Sorry...it seems that i asked a popular question, but i cannot find any helpful for my case from stackflow :P
so my code does the following things:
step 1. the parent process write task object into multiprocessing.JoinableQueue
step 2. child process(more than 1) read(get) the task object from the JoinableQueue and execute the task
my module structure is:
A.py
Class Task(object)
Class WorkerPool(object)
Class Worker(multiprocessing.Process)
def run() # here the step 2 is executed
Class TestGroup()
def loadTest() # here the step 1 above is executed, i.e. append the object of Task
What i understand is when mp.JoinableQueue is used, the objects appended should be pickable, i got the meaning of "the pickable" from https://docs.python.org/2/library/pickle.html#what-can-be-pickled-and-unpickled
my questions are:
1. does the object of Task is pickable in my case?
I got the error below when the code appends task objects into JoinableQueue:
File "/usr/lib/python2.6/multiprocessing/queues.py", line 242, in _feed
2014-06-23 03:18:43 INFO TestGroup: G1 End load test: object1
2014-06-23 03:18:43 INFO TestGroup: G1 End load test: object2
2014-06-23 03:18:43 INFO TestGroup: G1 End load test: object3
send(obj)
PicklingError: Can't pickle : attribute lookup pysphere.resources.VimService_services_types.DynamicData_Holder failed
What's the general usage of mp.JoinableQueue? in my case, i need to use join() and task_done()
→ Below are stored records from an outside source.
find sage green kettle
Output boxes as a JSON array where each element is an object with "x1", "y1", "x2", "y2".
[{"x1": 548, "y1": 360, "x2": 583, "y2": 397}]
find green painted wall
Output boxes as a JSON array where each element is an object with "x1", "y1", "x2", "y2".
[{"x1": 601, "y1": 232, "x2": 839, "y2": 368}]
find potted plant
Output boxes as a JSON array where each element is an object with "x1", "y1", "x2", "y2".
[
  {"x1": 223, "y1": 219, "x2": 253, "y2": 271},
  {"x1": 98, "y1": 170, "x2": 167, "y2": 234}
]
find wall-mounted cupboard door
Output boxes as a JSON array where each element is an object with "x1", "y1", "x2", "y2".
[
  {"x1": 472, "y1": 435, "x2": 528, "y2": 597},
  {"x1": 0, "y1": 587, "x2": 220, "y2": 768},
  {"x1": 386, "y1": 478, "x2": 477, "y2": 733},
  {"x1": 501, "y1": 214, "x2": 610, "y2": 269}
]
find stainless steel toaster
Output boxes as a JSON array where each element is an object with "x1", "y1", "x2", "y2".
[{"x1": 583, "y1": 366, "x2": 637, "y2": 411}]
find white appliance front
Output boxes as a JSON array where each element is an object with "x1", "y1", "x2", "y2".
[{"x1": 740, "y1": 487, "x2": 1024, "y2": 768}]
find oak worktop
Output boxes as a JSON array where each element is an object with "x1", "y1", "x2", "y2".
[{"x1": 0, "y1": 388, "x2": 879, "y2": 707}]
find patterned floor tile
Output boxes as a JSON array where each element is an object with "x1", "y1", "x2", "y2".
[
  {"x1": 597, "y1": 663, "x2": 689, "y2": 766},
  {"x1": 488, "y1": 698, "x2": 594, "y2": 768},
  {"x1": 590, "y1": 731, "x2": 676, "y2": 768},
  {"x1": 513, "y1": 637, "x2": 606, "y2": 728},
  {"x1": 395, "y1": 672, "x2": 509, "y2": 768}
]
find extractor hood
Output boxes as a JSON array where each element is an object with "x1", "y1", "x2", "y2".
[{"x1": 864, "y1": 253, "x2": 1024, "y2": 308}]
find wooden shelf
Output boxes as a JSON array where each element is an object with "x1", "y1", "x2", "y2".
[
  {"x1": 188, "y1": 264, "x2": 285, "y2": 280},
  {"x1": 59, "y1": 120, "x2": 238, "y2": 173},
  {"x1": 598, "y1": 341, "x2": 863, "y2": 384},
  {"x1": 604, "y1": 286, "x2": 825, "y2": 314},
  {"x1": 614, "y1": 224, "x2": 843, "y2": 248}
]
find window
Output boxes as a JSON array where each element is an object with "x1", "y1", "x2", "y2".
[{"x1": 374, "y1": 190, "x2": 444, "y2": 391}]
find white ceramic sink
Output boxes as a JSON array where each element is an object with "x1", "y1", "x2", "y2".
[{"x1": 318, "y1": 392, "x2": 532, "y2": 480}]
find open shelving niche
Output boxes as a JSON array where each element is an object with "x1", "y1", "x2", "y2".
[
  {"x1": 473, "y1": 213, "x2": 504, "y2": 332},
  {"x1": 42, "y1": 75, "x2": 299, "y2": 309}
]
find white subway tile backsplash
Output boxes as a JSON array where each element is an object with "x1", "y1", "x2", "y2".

When i choose to use Queue.Queue instead of mp.JoinableQueue, the pickerror is just gone, However, checking from the log, i found that all the child processes keep working on the first object of the Queue, what's the possible reason of this situation?
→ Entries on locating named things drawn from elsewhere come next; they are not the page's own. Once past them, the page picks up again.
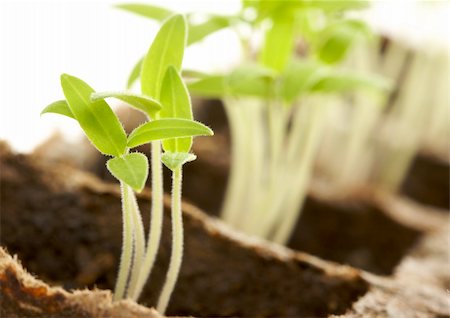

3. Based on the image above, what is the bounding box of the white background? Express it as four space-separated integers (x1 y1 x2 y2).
0 0 450 151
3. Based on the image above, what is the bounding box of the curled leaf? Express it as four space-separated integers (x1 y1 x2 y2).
61 74 127 156
41 100 75 119
106 152 148 192
91 92 162 116
128 118 214 147
161 152 197 171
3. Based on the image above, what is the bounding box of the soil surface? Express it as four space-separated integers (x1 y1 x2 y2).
0 145 368 317
401 154 450 211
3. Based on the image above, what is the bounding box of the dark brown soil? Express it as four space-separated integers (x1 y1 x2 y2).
288 195 422 275
401 154 450 211
0 145 368 317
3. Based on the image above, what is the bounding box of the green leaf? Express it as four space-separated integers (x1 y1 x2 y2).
226 64 276 98
128 118 214 147
106 152 148 192
141 15 186 100
41 100 75 119
259 14 295 72
91 92 162 116
318 20 372 64
116 3 173 21
280 60 328 104
61 74 127 156
312 71 392 93
187 15 230 45
187 75 226 98
127 58 144 89
161 152 197 171
302 0 369 11
160 66 192 152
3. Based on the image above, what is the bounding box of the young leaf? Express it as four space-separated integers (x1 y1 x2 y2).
91 92 162 116
141 15 186 100
318 20 372 64
116 3 173 21
260 12 294 72
280 60 328 103
187 75 226 98
311 70 391 93
127 58 144 89
61 74 127 156
226 64 276 98
187 15 230 45
161 152 197 171
41 100 75 119
160 65 192 152
106 152 148 192
128 118 214 147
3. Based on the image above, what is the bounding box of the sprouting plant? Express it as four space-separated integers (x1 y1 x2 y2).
42 15 213 313
118 0 388 243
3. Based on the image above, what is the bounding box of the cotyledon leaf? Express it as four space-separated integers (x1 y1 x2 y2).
61 74 127 156
91 92 162 116
187 15 231 45
106 152 148 192
116 3 173 21
141 14 186 100
127 58 144 89
161 152 197 171
128 118 214 148
160 66 192 152
41 99 75 119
The multiprocessing module in Python starts multiple processes to run your tasks. Since processes do not share memory, they need to be able to communicate using serialized data. multiprocessing uses the pickle module to do the serialization, thus the requirement that the objects you are passing to the tasks be picklable.
1) Your task object seems to contain an instance from pysphere.resource.VimService_services_types. This is probably a reference to a system resource, such as an open file. This cannot be serialized or passed from one process to another, and therefore it causes the pickling error.
What you can do with mp.JoinableQueue is pass the arguments you need to the task, and have it start the service in the task itself so that it is local to that process.
For example:
queue = mp.JoinableQueue()
# not queue.put(task), since the new process will create the task
queue.put(task_args)
def f(task_args):
task = Task(task_args)
...
# you can't return the task, unless you've closed all non-serializable parts
return task.result
process = Process(target=f, args=(queue,))
...
2) Queue.Queue is meant for threading. It uses shared memory and synchronization mechanisms to provide atomic operations. However, when you start a new process with multiprocessing, it copies the initial process, and so each child will work on the same queue objects, since the queue in memory has been copied for each process.